Bernard-Henry Lévi poursuit une bizarre carrière de chef de guerre, à la grande surprise des Etats alliés, après avoir doublé Gérard Longuet, ministre de la défense, et Alain Jupé, ministre des affaires étrangères de la France, dans le processus du déclenchement des frappes aériennes contre le colonel Kadhafi, en Libye.
C’est comme si un philosophe de chez nous… bon, je cherche et n’en trouve pas de ce calibre (par contre dans les hommes politiques persuadés qu’ils pourraient avoir un grand destin…) , convainquait Leterme d’intervenir militairement au Congo afin d’éviter un génocide.
On voit déjà le ramdam autour du voyage de Laurent à Kinshasa pour des raisons semi commerciales, semi écologiques. Que n’aurait-on entendu et pas que de la seule N-VA, s’il s’était mêlé de sauver des gens au lieu des bêtes !
En France, BHL circonvient Sarko et voilà ce dernier reconnaissant les mandataires libyens de l’insurrection. Sur sa lancée, le philosophe parisien met Hillary Clinton dans sa poche et multiplie les contacts. L’OTAN se détermine, après que la France et la Grande Bretagne aient obtenu le feu vert de l’ONU pour neutraliser l’espace aérien du colonel Kadhafi.
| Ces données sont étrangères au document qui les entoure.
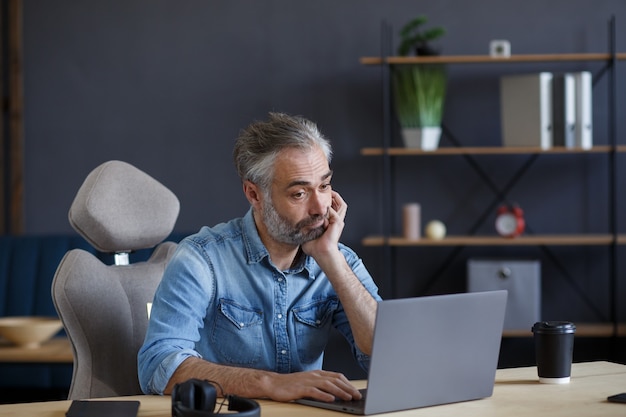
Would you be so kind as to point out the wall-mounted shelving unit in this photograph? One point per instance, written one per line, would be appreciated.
(388, 153)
Bernard-Henry Lévi triomphe ! C’est son œuvre !
De la part d’un simple civil, sans mandat d’un gouvernement, armé de sa seule conviction de philosophe « mondain », voilà bien une chose inouïe et pas prête d’être surpassée !
A sa décharge, il faut bien avouer que sans cette accélération de l’histoire, Kadhafi entrait dans Bengazi et faisait couler le sang à en rougir toute la ville.
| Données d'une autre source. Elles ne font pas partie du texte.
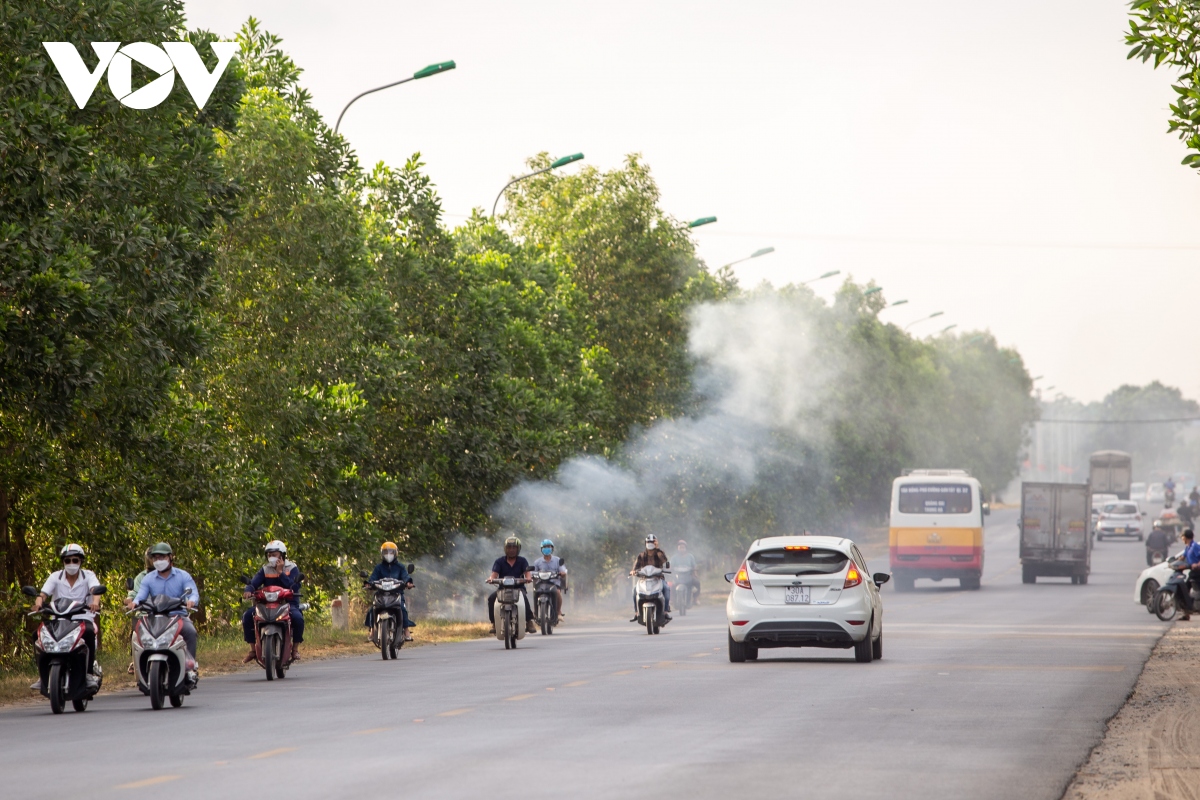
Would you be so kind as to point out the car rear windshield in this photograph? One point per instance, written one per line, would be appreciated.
(814, 560)
(935, 498)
Les chicanes des règles du système démocratique empêchent les simples citoyens de se mêler de ce qui les regarde. Faut-il s’en plaindre ou s’en réjouir ? Et quand le système a des lenteurs, comment jouer le rôle d’un citoyen utile ?
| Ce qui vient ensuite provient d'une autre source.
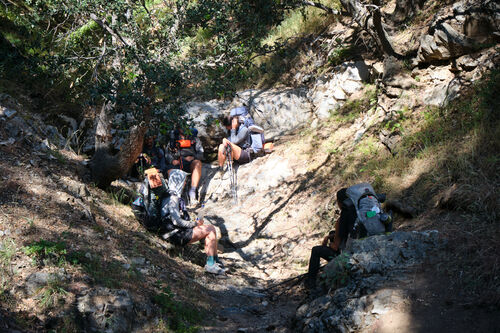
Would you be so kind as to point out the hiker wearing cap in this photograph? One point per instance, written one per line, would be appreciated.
(185, 152)
(151, 156)
(239, 140)
(181, 230)
(330, 247)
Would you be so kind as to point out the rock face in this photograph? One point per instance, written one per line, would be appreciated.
(106, 310)
(330, 92)
(368, 269)
(470, 26)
Dans les Anciens Régimes, l’initiative n’était pas toujours sanctionnée par une condamnation à mort du téméraire. Socrate a inauguré la série des philosophes conseillers des puissants en se mêlant des affaires de Denys, tyran de Syracuse, à la demande de ce dernier, faut-il préciser.
Après Michel Onfray, voilà toute la métaphysique qui s’émeut de l’impétuosité du philosophe-guerrier. Onfray, pacifiste à tout crin, ne voit dans son confrère qu’un opportuniste « plus doué pour écrire la légende de soi-même que l’histoire du monde ». Bruckner salue l’homme fidèle à ses engagements profondément respectable. En général l’opinion des philosophes est plutôt favorable.
Politiquement, cette affaire fait des dégâts en France. Alain Jupé cherche à répliquer au passe-droit dont il est victime. De la part de Longuet, ministre de la défense, c’est moins sûr. Créateur avec Alain Madelin du mouvement Occident, organisation de militants d’extrême droite, on sait que ces gens-là sont fort souples dès qu’ils touchent au pouvoir.
Le droit d’ingérence pour raison humanitaire, depuis Kouchner, a déjà fait couler beaucoup d’encre. La Belgique, petite puissance accueillant les services de l’Otan, a érigé ce droit en dogme insurpassable. Elle n’a pas la capacité de passer de la théorie aux actes. La gloire lui rapporte plus que ce qu’elle lui coûte. A la remorque des USA, elle joue volontiers les bouche-trous, comme en Afghanistan. Quand on a besoin d’elle. Elle rend de menus services. Notre pays a toujours raffolé de ce genre de morale. Elle s’est même dotée de la capacité juridique de juger des citoyens étrangers, pour des faits relevant de crimes contre l’humanité. C’est beau, c’est grand, c’est vertueux, sauf qu’elle se garde bien de traduire devant la justice belge tous les tyrans en activité. Elle s’est contentée jusqu’à présent de citer à comparaître quelques lampistes.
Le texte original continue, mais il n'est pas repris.